Ithaca superintendent Luvelle Brown — who said Wednesday’s water shut-off was motivated by an “abundance of caution” — welcomed the intervention of the government on the state and national level.
“The Ithaca City School District is committed to working diligently to ensure the safety of our students and staff,” Brown said. “We thank Senator Schumer for his support and advocacy on our behalf, and we welcome federal health expertise to the area to work collaboratively with the school district to remedy this situation.”
Schumer stressed that New York state deserves Congressional legislation to expedite the process of purifying the water.
“Lead poisoning is an irreversible, preventable tragedy that robs many families and children of their future,” Schumer said. “We need to do everything we can to eliminate this hazardous lead from upstate New York homes, which are vulnerable because so many were built before 1978 when lead paint was banned.”
The threat to children in Ithaca’s school system is a cause for concern and demands immediate action, Schumer said in the press release.
“According to the National Institutes of Health, lead is much more harmful to children than adults because it can affect children’s developing nerves and brains,” the release stated. “That is why it is particularly concerning this lead-water issue is occurring within a school system, and underscores the need for the EPA to lend its expertise wherever it can.”
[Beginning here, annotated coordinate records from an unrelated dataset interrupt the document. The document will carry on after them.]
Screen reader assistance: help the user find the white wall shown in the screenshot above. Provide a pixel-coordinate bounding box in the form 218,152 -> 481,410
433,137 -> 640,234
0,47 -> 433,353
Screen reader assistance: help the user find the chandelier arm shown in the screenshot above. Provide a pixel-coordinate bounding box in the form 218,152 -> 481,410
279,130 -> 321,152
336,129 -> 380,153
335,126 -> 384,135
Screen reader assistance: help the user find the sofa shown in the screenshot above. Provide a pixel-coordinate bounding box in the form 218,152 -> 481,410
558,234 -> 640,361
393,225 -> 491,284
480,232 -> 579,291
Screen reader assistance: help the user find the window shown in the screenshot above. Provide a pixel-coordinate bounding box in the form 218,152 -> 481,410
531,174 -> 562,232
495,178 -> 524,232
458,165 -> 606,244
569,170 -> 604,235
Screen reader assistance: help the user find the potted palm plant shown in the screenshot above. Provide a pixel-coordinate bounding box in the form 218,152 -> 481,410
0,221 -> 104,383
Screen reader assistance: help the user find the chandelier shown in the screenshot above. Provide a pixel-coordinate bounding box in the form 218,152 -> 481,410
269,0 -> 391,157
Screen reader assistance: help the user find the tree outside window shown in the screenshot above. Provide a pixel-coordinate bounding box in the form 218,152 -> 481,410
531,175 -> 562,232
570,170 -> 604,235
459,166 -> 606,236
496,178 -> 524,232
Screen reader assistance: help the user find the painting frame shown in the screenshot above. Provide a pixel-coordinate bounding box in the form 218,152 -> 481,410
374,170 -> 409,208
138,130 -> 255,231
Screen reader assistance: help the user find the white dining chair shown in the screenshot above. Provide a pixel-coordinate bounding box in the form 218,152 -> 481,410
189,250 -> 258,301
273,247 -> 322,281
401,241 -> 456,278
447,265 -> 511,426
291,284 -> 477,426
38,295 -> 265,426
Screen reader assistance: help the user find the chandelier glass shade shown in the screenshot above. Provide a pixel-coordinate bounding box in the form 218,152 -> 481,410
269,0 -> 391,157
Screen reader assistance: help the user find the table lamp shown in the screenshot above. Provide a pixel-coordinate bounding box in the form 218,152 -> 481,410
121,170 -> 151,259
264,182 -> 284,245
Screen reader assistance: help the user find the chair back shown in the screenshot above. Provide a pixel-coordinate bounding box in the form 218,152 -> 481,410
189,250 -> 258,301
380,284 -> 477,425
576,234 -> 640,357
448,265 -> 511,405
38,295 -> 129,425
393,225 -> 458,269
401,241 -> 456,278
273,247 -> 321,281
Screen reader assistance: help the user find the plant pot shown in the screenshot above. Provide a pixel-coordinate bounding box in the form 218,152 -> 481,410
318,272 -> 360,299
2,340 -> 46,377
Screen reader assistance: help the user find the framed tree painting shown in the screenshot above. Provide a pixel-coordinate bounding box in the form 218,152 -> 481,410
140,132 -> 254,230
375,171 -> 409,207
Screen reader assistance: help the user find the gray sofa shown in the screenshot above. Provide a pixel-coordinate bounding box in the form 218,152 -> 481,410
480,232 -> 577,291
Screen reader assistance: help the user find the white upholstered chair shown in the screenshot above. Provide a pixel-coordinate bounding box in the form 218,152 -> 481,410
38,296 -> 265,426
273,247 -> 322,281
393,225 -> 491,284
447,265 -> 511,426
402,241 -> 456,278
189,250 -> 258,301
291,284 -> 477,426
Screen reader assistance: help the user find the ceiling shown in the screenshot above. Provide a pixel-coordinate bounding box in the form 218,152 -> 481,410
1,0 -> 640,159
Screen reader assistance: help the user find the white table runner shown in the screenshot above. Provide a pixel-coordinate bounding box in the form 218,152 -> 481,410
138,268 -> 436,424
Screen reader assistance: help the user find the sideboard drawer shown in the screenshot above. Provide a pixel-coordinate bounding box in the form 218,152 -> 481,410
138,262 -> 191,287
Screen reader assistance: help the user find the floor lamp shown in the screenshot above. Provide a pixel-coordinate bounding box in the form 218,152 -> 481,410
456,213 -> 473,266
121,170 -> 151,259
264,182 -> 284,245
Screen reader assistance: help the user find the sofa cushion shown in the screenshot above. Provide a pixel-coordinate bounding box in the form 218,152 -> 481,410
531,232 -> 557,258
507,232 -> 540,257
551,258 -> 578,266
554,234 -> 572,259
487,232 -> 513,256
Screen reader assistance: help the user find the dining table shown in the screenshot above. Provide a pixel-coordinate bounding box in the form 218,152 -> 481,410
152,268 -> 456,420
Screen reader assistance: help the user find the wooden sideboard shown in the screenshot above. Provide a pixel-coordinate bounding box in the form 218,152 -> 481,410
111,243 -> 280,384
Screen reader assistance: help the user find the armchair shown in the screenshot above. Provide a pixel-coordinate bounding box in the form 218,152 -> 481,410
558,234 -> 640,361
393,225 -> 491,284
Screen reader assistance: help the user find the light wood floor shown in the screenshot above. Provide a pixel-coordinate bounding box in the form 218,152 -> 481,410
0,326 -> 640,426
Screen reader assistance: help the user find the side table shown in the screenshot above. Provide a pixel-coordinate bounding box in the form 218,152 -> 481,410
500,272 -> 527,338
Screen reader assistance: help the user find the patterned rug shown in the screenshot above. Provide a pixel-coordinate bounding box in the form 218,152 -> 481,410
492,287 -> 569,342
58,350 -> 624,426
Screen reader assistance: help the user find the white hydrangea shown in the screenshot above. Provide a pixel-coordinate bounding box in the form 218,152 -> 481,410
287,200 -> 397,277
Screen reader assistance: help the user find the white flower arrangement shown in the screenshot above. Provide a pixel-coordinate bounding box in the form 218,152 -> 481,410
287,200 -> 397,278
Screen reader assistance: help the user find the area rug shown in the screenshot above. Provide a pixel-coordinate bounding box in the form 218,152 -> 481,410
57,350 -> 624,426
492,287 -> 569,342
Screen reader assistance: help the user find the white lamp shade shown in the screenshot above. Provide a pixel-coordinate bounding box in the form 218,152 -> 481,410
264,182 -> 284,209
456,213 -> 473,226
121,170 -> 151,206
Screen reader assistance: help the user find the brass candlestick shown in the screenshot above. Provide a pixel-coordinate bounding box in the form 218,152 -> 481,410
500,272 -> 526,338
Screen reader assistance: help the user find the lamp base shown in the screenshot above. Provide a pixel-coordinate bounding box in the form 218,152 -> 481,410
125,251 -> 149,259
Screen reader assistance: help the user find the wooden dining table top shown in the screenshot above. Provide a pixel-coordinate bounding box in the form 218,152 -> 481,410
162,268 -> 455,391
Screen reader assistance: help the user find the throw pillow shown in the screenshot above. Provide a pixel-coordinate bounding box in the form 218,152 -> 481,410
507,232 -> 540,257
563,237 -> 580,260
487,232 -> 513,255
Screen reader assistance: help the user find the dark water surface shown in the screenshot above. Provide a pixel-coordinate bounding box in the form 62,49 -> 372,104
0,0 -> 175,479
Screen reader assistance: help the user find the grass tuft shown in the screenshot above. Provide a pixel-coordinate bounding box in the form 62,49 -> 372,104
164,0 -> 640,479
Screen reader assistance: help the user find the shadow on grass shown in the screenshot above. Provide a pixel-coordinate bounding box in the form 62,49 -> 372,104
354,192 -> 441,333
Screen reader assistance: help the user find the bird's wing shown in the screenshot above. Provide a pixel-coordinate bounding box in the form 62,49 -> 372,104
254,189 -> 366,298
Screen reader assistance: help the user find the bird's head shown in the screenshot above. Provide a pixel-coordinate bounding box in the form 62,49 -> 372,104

In an attempt to tackle the problem head-on, Schumer announced a “two-pronged plan” which he projects will sweep across upstate New York.
The plan includes a $3,000 tax cut that businesses could receive if they eradicate objects with lead present and a $1,000 tax cut to clean water that has already been contaminated. The senator stressed that it is in the state’s financial interest to alleviate these threats to public health.
“Addressing these housing-related health hazards makes economic sense, as every $1 spent to reduce home lead hazards provides a benefit of at least $17,” the release said.